L’échanges de cadeaux est courant. Un petit souvenir fera toujours plaisir, et il n’est jamais inconvenant d’offrir des présents de quelques euros. Une petite boîte de sablés bretons ou même un bon vin de pays fera plaisir à vos hôtes d’un soir. On essaiera autant que possible d’avoir un emballage et une boîte élégante. Une marque sera toujours appréciée. Il est mal vu de vanter ses cadeaux, mais vous pouvez répondre aux questions sur l’origine du produit. Lorsque vous recevrez à votre tour un souvenir, il sera préférable de demander l’autorisation avant de défaire le paquet : la coutume japonaise est en effet de ne pas ouvrir le cadeau en présence de la personne qui l’a offert, pour ne pas embarrasser l’auteur d’un présent modeste. Tout cadeau reçu mérite un rendu de la moitié de la valeur, mais celui-ci peut avoir lieu beaucoup plus tard, lors de votre prochain voyage par exemple. Lors des mariages, on offre de l’argent dans une enveloppe prévue à cet effet, disponible partout, avec un nombre de billets impairs. Si la personne n’est pas un proche, 30.000 Yens (185 Euros) , ou même 15.000 Yens (93 Euros), sont suffisants. On donne l’enveloppe à la réception à l’entrée de la salle de banquet. Si vous visitez un malade, il est de bon ton d'amener aussi un petit cadeau, mais les plantes en pot sont à proscrire: ce sont des nids à bactérie et elles augurent d’un long séjour où le patient finira par « prendre racine » à l’hôpital.
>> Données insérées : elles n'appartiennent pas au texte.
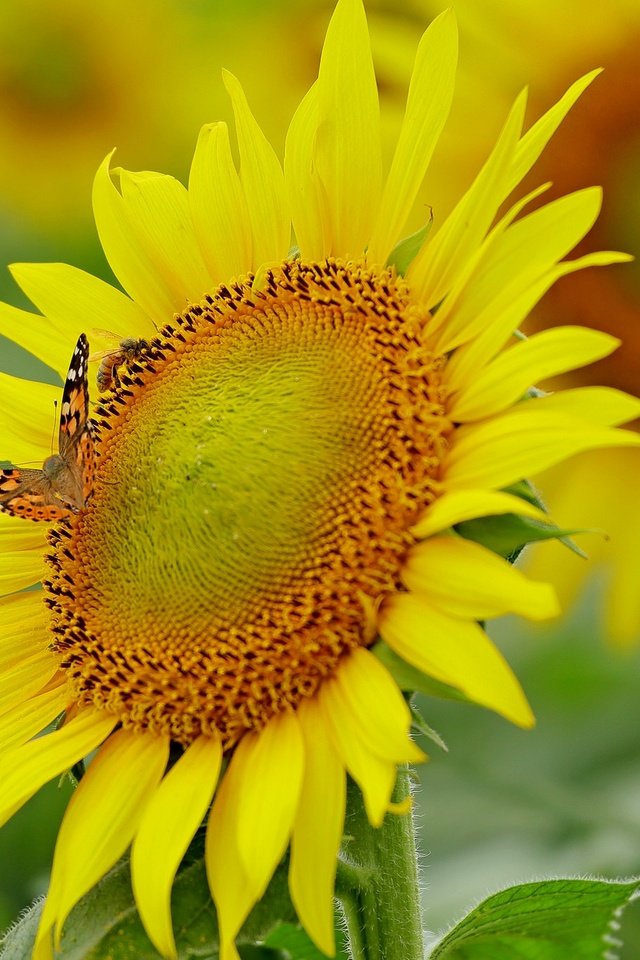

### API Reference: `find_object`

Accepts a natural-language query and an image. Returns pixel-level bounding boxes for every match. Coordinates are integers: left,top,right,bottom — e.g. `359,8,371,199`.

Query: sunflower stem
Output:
336,767,424,960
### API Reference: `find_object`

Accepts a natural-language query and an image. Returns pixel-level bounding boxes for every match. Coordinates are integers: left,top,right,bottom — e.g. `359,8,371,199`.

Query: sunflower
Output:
0,0,640,960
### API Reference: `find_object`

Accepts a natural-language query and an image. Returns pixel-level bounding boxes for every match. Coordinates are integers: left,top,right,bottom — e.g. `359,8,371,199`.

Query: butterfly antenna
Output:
51,400,58,456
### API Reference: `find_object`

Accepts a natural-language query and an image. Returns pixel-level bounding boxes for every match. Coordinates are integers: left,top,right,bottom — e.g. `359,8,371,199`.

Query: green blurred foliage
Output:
419,596,640,960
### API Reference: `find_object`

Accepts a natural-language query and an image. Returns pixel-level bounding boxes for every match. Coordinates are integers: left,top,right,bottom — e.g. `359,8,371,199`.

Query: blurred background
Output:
0,0,640,960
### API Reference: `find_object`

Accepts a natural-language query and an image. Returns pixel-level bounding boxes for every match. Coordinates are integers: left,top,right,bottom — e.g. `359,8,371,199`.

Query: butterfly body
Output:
0,334,95,521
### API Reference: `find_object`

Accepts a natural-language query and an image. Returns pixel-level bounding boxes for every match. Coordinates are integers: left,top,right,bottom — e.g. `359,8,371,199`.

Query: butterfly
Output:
89,330,149,393
0,333,95,521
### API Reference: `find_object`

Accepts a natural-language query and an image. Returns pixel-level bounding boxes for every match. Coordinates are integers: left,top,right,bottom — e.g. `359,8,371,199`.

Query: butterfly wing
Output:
58,333,89,463
0,467,71,522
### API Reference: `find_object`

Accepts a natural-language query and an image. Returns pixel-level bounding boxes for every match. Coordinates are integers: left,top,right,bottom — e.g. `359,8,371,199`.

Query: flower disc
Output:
48,261,450,746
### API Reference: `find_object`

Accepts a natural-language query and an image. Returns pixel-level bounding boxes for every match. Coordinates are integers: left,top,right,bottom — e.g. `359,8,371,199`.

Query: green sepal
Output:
455,513,596,562
409,703,449,753
371,640,469,703
385,216,433,277
429,880,640,960
262,923,349,960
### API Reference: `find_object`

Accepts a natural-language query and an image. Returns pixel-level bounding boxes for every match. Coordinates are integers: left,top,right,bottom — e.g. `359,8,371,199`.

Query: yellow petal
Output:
448,327,620,423
0,303,71,380
93,152,180,327
38,730,169,947
411,490,549,538
289,700,346,956
205,752,254,960
380,593,534,727
511,387,640,427
507,70,602,193
0,372,59,468
222,70,291,269
0,652,58,720
205,713,304,956
10,263,155,344
335,647,424,764
237,713,304,876
284,83,331,260
422,182,551,339
0,528,47,596
0,684,70,750
407,92,526,307
189,123,252,286
114,170,211,311
402,536,560,620
0,584,50,670
367,10,458,264
131,736,222,958
315,0,382,259
443,408,640,490
0,710,117,823
318,679,396,827
434,187,602,352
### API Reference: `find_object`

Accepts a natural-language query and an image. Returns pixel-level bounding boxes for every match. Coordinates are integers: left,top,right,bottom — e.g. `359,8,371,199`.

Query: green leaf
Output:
429,880,640,960
386,216,433,277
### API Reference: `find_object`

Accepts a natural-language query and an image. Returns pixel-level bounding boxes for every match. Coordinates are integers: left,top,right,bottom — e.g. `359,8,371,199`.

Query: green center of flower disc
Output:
49,263,449,745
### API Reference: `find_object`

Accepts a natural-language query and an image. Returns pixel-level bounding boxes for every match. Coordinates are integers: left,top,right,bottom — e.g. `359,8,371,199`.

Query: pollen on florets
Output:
46,261,451,746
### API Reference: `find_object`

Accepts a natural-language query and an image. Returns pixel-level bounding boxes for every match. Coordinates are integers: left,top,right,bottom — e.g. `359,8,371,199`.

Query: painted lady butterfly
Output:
0,333,95,521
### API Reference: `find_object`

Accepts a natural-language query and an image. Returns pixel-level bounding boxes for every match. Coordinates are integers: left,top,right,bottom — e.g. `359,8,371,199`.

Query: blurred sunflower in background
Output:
324,0,640,647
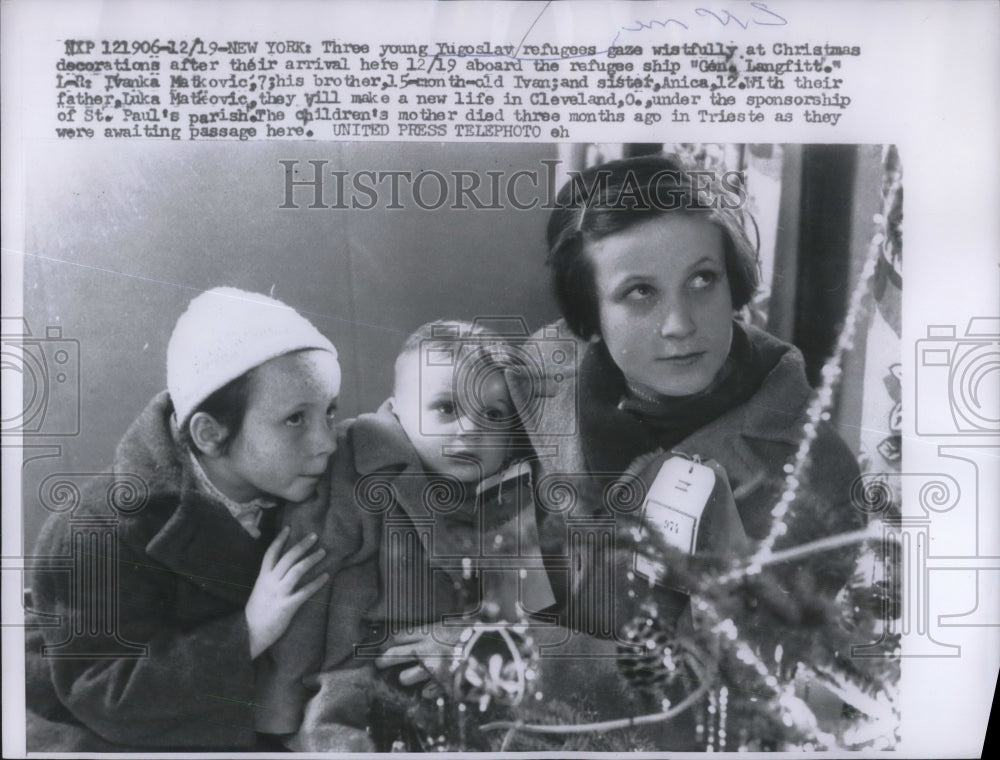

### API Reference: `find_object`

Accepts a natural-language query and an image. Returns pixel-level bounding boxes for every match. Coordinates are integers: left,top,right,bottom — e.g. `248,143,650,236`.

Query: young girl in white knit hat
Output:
28,288,348,751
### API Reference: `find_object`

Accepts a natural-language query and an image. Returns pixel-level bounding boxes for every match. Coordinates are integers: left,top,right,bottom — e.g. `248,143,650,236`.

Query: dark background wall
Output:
23,140,556,550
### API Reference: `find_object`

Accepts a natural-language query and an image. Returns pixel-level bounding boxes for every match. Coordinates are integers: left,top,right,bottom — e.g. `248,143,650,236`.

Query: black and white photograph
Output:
2,0,1000,757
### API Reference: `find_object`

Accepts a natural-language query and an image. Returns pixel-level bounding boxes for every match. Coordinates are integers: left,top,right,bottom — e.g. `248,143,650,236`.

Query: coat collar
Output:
114,392,284,604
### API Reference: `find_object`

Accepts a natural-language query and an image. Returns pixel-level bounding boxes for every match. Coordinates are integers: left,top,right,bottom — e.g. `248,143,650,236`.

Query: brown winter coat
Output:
27,392,308,752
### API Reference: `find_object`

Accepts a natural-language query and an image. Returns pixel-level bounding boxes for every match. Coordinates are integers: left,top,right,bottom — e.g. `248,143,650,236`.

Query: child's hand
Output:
375,628,458,686
246,528,330,659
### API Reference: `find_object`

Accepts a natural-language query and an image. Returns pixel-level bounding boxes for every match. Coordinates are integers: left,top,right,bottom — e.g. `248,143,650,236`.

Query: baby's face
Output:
393,351,514,483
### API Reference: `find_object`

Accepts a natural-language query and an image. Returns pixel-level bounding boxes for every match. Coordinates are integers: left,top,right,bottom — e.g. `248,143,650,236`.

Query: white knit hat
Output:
167,288,340,428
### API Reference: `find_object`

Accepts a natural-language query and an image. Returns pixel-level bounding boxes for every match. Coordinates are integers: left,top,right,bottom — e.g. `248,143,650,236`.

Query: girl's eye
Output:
624,284,655,301
691,269,719,290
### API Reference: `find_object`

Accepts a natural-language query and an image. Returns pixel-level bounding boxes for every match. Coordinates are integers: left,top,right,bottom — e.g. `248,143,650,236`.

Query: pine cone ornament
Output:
618,602,698,698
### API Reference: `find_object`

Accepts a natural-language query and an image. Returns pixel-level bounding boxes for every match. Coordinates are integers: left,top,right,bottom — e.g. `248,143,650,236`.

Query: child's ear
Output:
188,412,229,457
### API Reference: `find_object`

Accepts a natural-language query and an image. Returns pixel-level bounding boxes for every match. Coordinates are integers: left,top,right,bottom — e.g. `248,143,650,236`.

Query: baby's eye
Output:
623,283,656,301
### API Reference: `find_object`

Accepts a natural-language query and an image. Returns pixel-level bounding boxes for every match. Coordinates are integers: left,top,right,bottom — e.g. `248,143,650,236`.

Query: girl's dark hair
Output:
180,368,256,454
546,155,760,339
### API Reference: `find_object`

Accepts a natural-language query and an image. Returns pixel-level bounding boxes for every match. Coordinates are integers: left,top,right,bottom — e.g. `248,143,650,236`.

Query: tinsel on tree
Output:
373,149,901,752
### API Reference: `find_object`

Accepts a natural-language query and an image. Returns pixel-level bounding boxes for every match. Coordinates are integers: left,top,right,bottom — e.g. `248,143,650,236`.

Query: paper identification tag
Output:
633,457,715,583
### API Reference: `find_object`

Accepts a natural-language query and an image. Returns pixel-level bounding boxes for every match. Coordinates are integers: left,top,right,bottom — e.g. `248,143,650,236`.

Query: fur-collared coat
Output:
509,323,863,750
27,392,308,752
258,404,552,752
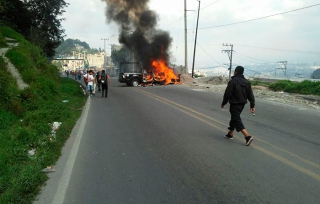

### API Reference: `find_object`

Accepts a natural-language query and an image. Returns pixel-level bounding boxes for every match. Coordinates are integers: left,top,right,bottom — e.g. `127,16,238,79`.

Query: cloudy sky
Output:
63,0,320,67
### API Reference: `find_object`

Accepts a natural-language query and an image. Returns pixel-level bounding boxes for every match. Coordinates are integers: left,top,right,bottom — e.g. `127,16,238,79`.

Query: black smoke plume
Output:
102,0,172,71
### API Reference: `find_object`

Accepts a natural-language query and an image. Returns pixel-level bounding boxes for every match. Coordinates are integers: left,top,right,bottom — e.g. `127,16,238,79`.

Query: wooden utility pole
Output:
222,43,233,79
275,61,287,77
101,38,109,71
191,0,200,78
184,0,188,74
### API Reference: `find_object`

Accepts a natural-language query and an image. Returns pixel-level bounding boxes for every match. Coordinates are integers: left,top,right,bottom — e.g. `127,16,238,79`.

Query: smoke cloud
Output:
102,0,172,70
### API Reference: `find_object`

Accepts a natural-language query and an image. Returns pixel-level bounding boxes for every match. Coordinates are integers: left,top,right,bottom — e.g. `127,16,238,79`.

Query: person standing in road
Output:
221,66,255,146
99,70,111,98
83,70,94,97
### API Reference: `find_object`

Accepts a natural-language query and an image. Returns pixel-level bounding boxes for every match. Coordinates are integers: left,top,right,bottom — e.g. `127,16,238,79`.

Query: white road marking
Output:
52,98,90,204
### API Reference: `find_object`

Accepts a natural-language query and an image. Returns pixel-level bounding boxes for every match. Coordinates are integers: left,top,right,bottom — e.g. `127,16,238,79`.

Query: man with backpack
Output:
99,70,111,98
96,71,101,91
221,66,255,146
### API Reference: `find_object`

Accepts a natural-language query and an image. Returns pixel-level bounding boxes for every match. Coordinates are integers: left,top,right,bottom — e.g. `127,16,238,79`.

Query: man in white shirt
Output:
83,70,94,97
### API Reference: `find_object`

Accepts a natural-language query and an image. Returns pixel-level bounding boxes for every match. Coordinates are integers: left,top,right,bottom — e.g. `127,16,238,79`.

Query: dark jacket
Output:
222,74,255,108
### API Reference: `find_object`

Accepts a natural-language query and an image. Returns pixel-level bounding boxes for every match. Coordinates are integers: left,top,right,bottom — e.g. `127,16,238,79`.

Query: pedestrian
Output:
100,70,111,98
221,66,255,146
96,71,101,91
83,70,94,97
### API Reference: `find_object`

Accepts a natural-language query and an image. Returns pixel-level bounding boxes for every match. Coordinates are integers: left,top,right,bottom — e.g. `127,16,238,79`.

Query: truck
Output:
118,62,143,86
118,62,180,86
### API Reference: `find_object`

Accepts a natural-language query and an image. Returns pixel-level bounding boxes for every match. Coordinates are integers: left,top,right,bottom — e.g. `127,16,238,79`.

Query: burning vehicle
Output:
103,0,180,86
118,61,180,86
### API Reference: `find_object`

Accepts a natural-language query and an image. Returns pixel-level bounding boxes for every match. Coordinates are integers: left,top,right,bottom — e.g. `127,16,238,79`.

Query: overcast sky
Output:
62,0,320,68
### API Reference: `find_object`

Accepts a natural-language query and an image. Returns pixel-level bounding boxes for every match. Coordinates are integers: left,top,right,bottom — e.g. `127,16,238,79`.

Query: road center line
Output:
135,89,320,181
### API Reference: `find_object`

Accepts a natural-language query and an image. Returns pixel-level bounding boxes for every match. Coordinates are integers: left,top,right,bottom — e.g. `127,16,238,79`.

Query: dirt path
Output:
0,38,29,90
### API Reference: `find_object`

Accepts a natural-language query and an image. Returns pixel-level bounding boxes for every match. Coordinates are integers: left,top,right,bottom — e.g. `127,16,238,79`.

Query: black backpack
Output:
101,74,107,84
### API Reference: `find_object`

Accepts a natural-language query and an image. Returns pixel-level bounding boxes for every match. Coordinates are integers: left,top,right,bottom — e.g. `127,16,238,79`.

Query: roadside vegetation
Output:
0,26,86,204
250,80,320,96
269,80,320,96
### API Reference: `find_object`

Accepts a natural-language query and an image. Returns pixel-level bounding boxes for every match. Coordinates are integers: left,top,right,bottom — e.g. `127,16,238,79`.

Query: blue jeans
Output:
87,85,93,94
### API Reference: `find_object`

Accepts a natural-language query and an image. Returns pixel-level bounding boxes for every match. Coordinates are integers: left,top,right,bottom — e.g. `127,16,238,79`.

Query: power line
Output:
187,32,223,66
234,51,276,63
164,0,220,27
236,44,320,55
198,4,320,29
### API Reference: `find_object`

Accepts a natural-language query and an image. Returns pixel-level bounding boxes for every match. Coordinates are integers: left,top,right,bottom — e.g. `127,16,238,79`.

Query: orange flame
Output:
152,59,178,84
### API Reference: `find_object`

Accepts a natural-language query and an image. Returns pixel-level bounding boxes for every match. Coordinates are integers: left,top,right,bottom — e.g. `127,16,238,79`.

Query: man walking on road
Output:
83,70,94,97
221,66,255,146
100,70,111,98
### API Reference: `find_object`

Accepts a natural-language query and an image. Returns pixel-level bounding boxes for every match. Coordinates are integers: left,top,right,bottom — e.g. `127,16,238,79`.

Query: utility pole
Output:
222,43,233,79
82,50,87,69
184,0,189,74
191,0,200,78
275,61,287,77
101,38,109,71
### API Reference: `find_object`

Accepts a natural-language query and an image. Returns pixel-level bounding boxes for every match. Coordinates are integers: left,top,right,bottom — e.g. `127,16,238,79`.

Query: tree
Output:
26,0,69,57
0,0,32,37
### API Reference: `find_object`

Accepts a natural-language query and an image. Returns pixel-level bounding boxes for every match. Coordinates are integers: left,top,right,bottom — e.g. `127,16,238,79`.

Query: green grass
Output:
269,80,320,96
0,26,86,204
0,32,8,48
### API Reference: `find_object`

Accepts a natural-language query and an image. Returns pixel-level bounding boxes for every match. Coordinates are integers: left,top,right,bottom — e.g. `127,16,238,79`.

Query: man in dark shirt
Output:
221,66,255,146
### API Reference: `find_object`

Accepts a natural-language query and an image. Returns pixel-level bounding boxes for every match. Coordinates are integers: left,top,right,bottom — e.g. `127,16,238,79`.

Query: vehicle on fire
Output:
118,62,165,86
118,62,180,86
118,62,143,86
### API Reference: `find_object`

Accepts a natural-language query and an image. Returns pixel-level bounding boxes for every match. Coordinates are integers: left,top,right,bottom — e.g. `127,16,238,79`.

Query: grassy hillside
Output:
0,26,86,203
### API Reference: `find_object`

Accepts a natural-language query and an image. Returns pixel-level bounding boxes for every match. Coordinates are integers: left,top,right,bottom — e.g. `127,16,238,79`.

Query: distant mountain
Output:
56,38,99,56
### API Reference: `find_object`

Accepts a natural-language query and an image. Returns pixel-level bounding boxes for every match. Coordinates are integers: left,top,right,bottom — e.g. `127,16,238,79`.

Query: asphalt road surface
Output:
35,79,320,204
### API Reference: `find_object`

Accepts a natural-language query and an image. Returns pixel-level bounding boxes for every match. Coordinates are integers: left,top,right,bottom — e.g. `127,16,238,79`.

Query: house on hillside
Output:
311,69,320,79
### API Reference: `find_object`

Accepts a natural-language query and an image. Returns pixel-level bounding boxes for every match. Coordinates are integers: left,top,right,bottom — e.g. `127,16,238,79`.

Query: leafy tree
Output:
0,0,33,37
26,0,69,57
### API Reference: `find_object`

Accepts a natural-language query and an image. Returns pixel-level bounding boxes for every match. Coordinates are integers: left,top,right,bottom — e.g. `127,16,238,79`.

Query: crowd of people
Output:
65,70,111,98
83,70,111,98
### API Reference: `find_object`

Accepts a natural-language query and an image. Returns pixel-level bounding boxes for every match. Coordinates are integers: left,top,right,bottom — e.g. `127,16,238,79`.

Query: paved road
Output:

Mentionnons aussi que la politesse japonaise est organisée autour du « gentlemen first ». Les femmes occidentales ne devront pas s’offusquer de passer derrière les hommes dans certaines préséances. Les hommes occidentaux devront parfois accepter de passer devant les femmes japonaises. Une bonne rêgle de conduite est probablement de proposer la préséance aux femmes japonaise, qui l’accepteront parfois avec plaisir. Si elles refusent plusieurs fois, l’homme devra passer devant pour éviter de voir les politesses se prolonger pendant plusieurs minutes, et de gêner une femme japonaise pudique.